Over the past few days, our reliability has not met our standard of excellence. We are writing to apologize for any disruptions this may have caused for you and your work. Resolving these issues is our team’s top priority, and we are doing everything we can to resume the level of service you expect from CircleCI.
What happened:
The majority of recent incidents are related to an unexpectedly high increase of jobs processed on our platform. This new level of requests has caused one of our primary datastores to be much slower than normal, and at times, unresponsive. These datastore issues have resulted in slow or stopped job processing for some customers.
What we are doing to resolve these ongoing issues:
Historically, we have been able to plan and support the ongoing growth of our platform through predictable scaling of this datastore.
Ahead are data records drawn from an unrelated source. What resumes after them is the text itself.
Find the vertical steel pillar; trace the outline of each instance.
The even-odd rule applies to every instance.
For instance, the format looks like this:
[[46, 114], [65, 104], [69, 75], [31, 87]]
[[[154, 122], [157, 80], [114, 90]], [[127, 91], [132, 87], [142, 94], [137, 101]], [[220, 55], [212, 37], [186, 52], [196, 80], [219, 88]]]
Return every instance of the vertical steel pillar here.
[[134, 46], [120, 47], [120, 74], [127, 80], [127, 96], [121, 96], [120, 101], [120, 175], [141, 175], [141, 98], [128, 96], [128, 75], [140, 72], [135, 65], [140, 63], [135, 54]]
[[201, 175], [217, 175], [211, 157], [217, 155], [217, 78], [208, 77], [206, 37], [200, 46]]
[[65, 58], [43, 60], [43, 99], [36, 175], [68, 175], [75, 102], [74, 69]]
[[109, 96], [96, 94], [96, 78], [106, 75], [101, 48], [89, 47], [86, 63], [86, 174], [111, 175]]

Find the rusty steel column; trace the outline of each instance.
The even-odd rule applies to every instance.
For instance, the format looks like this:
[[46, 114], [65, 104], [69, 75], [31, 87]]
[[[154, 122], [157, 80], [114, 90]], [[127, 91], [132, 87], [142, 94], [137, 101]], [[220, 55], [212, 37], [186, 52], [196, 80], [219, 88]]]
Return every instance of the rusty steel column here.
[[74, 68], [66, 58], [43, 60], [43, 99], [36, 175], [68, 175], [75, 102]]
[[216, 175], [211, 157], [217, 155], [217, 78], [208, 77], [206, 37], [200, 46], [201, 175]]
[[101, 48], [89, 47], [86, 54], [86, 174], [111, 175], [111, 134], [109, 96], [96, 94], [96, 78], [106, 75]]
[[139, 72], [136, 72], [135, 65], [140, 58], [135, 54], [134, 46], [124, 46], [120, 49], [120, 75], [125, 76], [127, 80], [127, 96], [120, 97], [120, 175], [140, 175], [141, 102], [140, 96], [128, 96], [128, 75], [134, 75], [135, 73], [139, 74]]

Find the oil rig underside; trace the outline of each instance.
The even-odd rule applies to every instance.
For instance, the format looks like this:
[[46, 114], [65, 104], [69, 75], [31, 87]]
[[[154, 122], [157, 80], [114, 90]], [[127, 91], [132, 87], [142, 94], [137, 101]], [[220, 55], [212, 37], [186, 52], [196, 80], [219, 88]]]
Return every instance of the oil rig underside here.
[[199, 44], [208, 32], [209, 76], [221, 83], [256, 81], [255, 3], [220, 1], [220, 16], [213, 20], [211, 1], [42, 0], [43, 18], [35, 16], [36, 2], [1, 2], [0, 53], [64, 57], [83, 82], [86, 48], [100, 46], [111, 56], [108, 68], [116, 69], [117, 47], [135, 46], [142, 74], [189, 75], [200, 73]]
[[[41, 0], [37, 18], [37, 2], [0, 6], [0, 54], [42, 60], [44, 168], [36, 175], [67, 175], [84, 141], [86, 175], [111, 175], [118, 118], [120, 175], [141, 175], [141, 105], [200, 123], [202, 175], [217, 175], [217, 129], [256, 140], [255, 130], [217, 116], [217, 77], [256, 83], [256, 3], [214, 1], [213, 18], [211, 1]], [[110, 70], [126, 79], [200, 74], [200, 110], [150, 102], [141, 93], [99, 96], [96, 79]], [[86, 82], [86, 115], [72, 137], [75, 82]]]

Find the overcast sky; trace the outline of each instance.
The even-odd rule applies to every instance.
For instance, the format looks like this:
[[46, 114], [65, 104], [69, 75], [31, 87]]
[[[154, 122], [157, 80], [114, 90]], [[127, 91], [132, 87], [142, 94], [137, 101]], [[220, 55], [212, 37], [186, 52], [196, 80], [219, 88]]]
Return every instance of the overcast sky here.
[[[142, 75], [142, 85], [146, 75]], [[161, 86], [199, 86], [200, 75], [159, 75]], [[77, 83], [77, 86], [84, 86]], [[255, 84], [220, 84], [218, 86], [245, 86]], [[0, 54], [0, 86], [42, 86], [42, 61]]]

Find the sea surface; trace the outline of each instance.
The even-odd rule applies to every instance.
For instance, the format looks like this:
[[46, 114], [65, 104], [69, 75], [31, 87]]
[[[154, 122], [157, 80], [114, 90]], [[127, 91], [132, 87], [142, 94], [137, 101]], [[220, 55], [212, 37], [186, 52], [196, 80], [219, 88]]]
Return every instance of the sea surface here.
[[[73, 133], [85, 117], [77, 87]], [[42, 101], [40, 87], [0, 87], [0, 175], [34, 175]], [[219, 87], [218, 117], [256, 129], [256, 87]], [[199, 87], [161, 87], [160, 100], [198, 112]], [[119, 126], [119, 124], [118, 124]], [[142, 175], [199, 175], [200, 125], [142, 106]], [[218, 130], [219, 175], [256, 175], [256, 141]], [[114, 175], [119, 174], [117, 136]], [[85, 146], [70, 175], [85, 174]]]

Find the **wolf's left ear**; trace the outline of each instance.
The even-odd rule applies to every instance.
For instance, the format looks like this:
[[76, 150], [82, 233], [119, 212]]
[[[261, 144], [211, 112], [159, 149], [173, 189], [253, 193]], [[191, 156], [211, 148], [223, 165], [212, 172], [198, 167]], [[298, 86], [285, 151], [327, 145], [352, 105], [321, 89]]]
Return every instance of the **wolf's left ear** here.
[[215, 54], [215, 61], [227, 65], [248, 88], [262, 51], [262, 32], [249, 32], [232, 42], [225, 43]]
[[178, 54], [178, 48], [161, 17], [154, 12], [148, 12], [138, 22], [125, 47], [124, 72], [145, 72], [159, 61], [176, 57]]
In this instance, however, we have witnessed 10-100x increases in latency and complete datastore stalls. We are working closely with the datastore technology provider to tune the datastore itself and adapt our own application code to make optimal use of the datastore.
Where to learn more:
We will release a full root cause analysis when we have observed a sufficient period without further datastore incidents. When we do so, you will be able to find it on our Status Page, and we will also link to it on Discuss here.
Thank you for your continued patience and support. We know that your CI/CD pipelines are a mission-critical part of the work your team does. We are committed to being as transparent as we can, and apologize again for any impacts you and your team have felt.
Sincerely,
The CircleCI Team